Now that’s a dilemma I have been facing for a while now – perhaps since I left college! Yeah its been that long. While in school and college I had a ‘gang of girlfriends’ and yes like all others we did things together – the occasional movie, stay over, birthday celebrations etc. In between of course it also included having heart to heart talks about life, boys, parents, careers, future, sex and marriage.
Then I met my man, fell in love and everything changed. For better or worse, isn’t what concerns me anymore. We got married and built a life together. We have a beautiful daughter who has made our lives complete.
But in the process I lost the friends I had. Or did I? I don’t know. My man was my friend. A good friend, one with whom I could share everything – say anything and knew that it would be accepted at face value. It wouldn’t be flung across at each other during a fight or spilled out to others. Here was someone who heard me and therefore knew me – the vulnerable me, the me who was scared of the world, who had insecurities that stretched a mile. A friend who finished my sentences and could read me like a book – knew how I would react or what I would say in certain situations. A friend who made my day complete, whose presence protected my sanity and I, of course depended on him completely.
Then we fell in love and got married! The friendship continued but its status changed. The new relationship we shared suddenly meant that we could no longer say the things we wanted to say just like we wanted to say them. They had to be worded differently, their rippling effects impacted other areas of our lives and relations. My one and only friend was a close friend but not a friend anymore. Does that make sense?
In the interim I forgot about the world at large and didn’t keep tabs on my childhood and college friends. They each went their own ways and perhaps with some I can re-start where we’d left off but not the others. I didn’t make new friends either.

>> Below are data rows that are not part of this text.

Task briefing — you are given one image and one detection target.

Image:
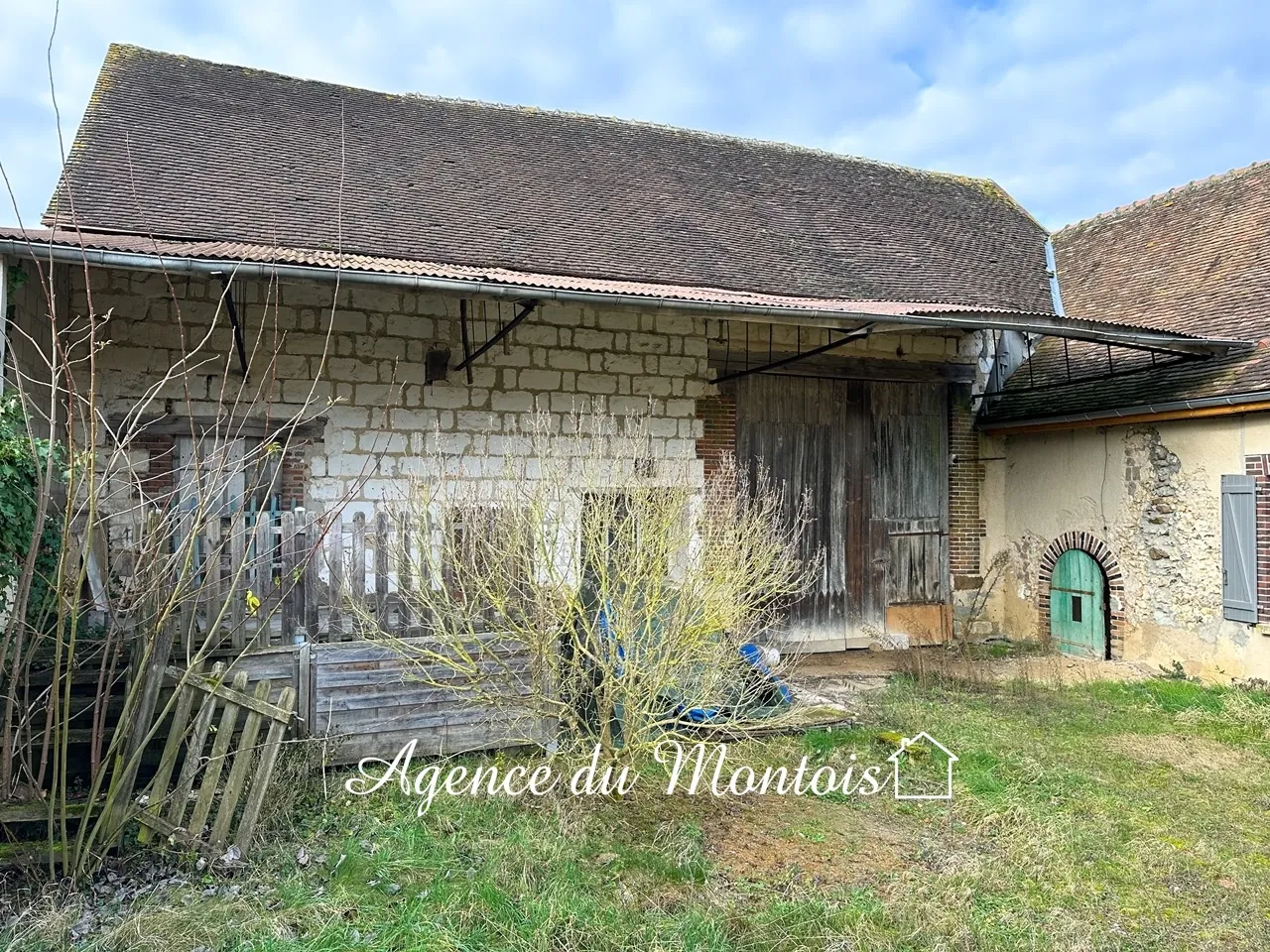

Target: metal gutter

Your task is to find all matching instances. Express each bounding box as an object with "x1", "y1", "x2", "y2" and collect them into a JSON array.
[
  {"x1": 1045, "y1": 239, "x2": 1067, "y2": 317},
  {"x1": 976, "y1": 390, "x2": 1270, "y2": 430},
  {"x1": 0, "y1": 239, "x2": 1252, "y2": 354}
]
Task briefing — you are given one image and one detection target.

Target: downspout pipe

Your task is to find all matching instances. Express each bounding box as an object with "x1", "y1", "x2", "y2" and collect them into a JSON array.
[
  {"x1": 0, "y1": 239, "x2": 1251, "y2": 353},
  {"x1": 1045, "y1": 239, "x2": 1067, "y2": 317},
  {"x1": 0, "y1": 254, "x2": 9, "y2": 396}
]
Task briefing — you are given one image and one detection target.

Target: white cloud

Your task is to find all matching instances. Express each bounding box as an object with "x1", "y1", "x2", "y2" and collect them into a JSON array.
[{"x1": 0, "y1": 0, "x2": 1270, "y2": 225}]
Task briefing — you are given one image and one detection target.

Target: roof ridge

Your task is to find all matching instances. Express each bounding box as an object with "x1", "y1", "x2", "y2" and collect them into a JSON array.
[
  {"x1": 1054, "y1": 159, "x2": 1270, "y2": 235},
  {"x1": 105, "y1": 44, "x2": 1000, "y2": 190}
]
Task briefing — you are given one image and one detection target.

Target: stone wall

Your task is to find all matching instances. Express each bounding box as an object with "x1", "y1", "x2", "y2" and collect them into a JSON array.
[
  {"x1": 983, "y1": 416, "x2": 1270, "y2": 679},
  {"x1": 49, "y1": 269, "x2": 708, "y2": 518}
]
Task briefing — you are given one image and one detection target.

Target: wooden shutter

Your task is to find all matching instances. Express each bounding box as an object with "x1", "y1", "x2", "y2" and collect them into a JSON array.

Life in general, marriage, work, hopping cities to make a new life all added up till I suddenly realised I had no friends! Alone, I had no one to talk to, share my innermost thoughts, bounce off ideas, vent out emotions. I began writing again but of course that meant that I was conversing with myself. Well, it wasn’t anything new considering I’ve always been an introvert. It helped at times but then I wasn’t able to move on – everything in my head and heart just kept going round in circles.
Then I found a friend – one who reached out to me and made me open up. We spoke, emailed and texted every moment of every day. I felt free and expressed whatever there was in my heart. I shared the good, bad and ugly. Every experience had to be shared – we questioned life and its offerings. We spoke about religion and faith. We made ourselves better human beings just by being there. But then, things got complicated. We’re still friends but in our minds I think we moved on. We know we can still pick up where we’d left off but perhaps it’s too late for that now.
So I did what came to me as the next most convenient thing to do. I befriended my husband’s friends. In the midst of that clutter I found a few people I could relate to, share my inner turmoil with – they understood me. Yet sometimes I just couldn’t still be as brutally honest with them about me and my emotions as I would have liked to or wanted to – why? I think it was because they were also my husband’s friends and therefore I drew an invisible boundary – which I rarely crossed.
Friendships need to be nurtured and when you find the right person, one shouldn’t let go. Friendships change over time and experiences. The need of the hour too changes the requirement and specifics of a friend. There are times when I’m lonely and just need someone to talk to – I don’t need advice, I don’t need counselling, I don’t need to be told about my options, I don’t need support – I just need to be heard.
I know I’m responsible for the friends I have and those I don’t have. I’m responsible for the friends I lost on the way. I’m responsible for making new ones. Yet sometimes I feel its too much work and investment. Life’s good just as it is. If I miss it, I just write about it. If I don’t then life just carries on.